On Tuesday, Under Secretary of Defense for Acquisition and Sustainment Ellen Lord told reporters that following her tour of US forces in several Middle Eastern countries, she has concluded the Pentagon needs “to continue to focus heavily on counter-UAS [unmanned aircraft system] systems and strategies.”
"This remains a top priority for the department, and I will continue to engage with Congress and the defense industry on ways ahead,” she continued.
“We have had each of the services and a number of agencies over the last few years, focused on trying to come up with systems to combat this,” Lord said. “What we in the department have done, and what I talked to everyone downrange about, is the fact that we’re coalescing these efforts to try to be efficient and effective.”
In September, US-built Patriot air defense systems failed to down a coordinated drone attack on two Saudi Aramco petroleum facilities in eastern Saudi Arabia, resulting in a catastrophic fire that temporarily crunched world oil supplies. While the Yemeni Houthi movement, at war with Riyadh, has claimed responsibility for the attack, US intelligence has pointed the finger at Iran, Saudi Arabia’s primary regional rival.
As Sputnik reported, decades of considering primarily strategic air defense against nuclear attack have left the US military bereft of short-range air defense systems, forcing it to consider stopgap measures like Raytheon’s Coyote loitering munition - a suicidal “kamikaze drone” - to protect its installations.
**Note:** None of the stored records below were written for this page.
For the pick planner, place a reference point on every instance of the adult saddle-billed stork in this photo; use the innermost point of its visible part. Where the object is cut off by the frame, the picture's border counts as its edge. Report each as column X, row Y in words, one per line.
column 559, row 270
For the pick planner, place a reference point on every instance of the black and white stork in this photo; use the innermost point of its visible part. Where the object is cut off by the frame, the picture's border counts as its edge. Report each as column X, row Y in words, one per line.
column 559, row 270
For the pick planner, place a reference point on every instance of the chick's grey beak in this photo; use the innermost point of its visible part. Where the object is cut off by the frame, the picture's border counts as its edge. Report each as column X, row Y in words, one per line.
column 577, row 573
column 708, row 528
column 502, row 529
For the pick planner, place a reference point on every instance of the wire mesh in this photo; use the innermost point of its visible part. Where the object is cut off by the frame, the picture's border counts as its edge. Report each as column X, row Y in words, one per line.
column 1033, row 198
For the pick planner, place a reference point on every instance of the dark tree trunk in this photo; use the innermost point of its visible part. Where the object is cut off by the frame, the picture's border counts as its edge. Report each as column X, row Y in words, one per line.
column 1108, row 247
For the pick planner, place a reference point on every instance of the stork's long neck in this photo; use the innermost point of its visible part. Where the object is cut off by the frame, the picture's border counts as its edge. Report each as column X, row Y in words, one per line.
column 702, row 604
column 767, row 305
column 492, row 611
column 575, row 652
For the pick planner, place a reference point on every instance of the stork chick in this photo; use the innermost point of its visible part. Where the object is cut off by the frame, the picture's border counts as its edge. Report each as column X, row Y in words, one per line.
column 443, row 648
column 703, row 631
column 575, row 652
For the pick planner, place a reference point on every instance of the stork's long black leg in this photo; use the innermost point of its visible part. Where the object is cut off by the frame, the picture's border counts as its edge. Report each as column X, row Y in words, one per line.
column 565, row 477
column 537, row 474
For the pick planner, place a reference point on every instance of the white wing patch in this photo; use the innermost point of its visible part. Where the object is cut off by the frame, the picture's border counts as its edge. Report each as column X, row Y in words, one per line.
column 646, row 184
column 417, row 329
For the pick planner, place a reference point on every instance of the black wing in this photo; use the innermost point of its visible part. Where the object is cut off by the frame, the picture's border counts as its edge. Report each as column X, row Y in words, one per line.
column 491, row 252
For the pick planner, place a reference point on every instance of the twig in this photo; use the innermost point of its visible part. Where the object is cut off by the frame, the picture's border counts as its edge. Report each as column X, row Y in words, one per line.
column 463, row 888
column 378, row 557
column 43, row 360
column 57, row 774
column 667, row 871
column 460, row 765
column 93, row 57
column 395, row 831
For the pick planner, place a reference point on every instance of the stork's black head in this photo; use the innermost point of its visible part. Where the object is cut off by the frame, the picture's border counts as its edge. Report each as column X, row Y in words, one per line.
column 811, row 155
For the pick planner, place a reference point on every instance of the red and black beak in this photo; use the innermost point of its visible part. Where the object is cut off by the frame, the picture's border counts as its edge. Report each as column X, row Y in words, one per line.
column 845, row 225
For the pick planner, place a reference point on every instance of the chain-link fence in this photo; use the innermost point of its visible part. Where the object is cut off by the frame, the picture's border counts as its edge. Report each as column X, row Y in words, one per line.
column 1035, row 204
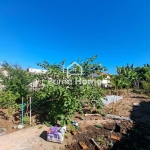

The Pentagon’s present anti-drone staple is the DroneDefender, built by Battelle but recently purchased by Dedrone, a company that specializes in airspace denial to unmanned aerial vehicles. The system is held and pointed just like a rifle, but instead of shooting down the unwanted drone, it disrupts the intruding drone’s GPS and control signals, causing it to crash.
However, DroneDefender only has a range of several hundred meters, and its use is dependent on detection of the drone - something that can be even more difficult than downing it once it’s spotted.
Some other options include the Silent Archer system, for which the Army penned a $108 million contract in January. Built by the firm SRC, the system includes radar, electronic warfare systems, a camera and 3D user display, Army-Technology reported at the time.
Defense contractor Lockheed Martin also tested its Advanced Test High Energy Asset (ATHENA) prototype laser system for downing drones in a simulated combat environment, Sputnik reported last month. The swivel-mounted system provided “full kill-chain performance” by taking down “multiple fixed-wing and rotary drones” at a test range at Fort Sill in Oklahoma.
"My goal is to make sure we have three to five systems that are tailored to a series of different types of threats and that we can get the economy of scale of having a few best systems out there," Lord said Tuesday.
Military.com noted that Texas A&M University cosponsored a Drone Venture Day last month with the Defense Department, during which more than three dozen producers of counter-drone systems discussed potential partnerships with “trusted capital providers” to meet the Pentagon’s needs.